I barely recognize myself in that picture when I look at it today. No only am I no longer as tan, blond or in shape, but so much has happened that there is barely any resemblance between the kid I was 15 years ago, and the young adult I am still becoming (I define young adult up to age 35 btw). Clearly, my life is good - real good. But that day - that time - was more pivotal that I realized.
That was the last time my life was not marred by failure. I had never failed at anything important before, and believed I never would. I practically believed I never could. In a few short months, those delusions would be soundly shattered. Two weeks into the semester I would hobble painfully away from competitive swimming forever. A month into the semester I would get a "D" on my first calculus text (a four-credit course; my grade would never improve despite way too much effort). I would finish the semester with a 1.9 GPA and would see real disappointment in my parent's eyes for the first time in my life.
I would return to school for the spring semester with permanently lowered expectations. Dean's list? No thank you! I would settle for anything near a 3.0. Biology? 'Fraid not! Hard science was too... mathy. I would focus on Foreign Affairs; it was more BS-friendly. Summer internships? Bah! I would lifeguard over the summer. Why would anyone work hard in college when "employers don't really care about grades, they just want to see a degree"? (That little bit of "common knowledge" floating around grounds proved to be complete BS, by the way.)

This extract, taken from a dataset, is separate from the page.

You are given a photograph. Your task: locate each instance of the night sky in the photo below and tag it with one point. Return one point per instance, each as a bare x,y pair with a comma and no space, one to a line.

In one academic year I had shattered the over-achiever self-image that I had easily maintained in high school. I replaced it with something mediocre and unimpressive. Since then I have managed to over-achieve in some really important ways. I married a woman waaaaaay out of my league. Together we have a little girl who is the best person the world. But you cannot erase the effects of your past failures once they've been written on your brain. They remain with me to this day; I have trouble thinking of myself, or behaving as though I am capable of anything great.
But look at that picture on that student ID. That kid was capable, responsible, quick-witted, sharp, funny, in shape, excited and ready to conquer anything. How do I dig him back up out of the layer of grime that semester 15 years ago deposited? He shines through it every so often: when I'm with my wife, my daughter - they look at me and I can tell they think I'm great. They wouldn't trade me for that kid if he came with a million dollars in his pockets. If I see myself through their eyes and ignore my own mediocre self-image, I might regain some of the exuberance and hope I see in the eyes smiling up at me from this old ID.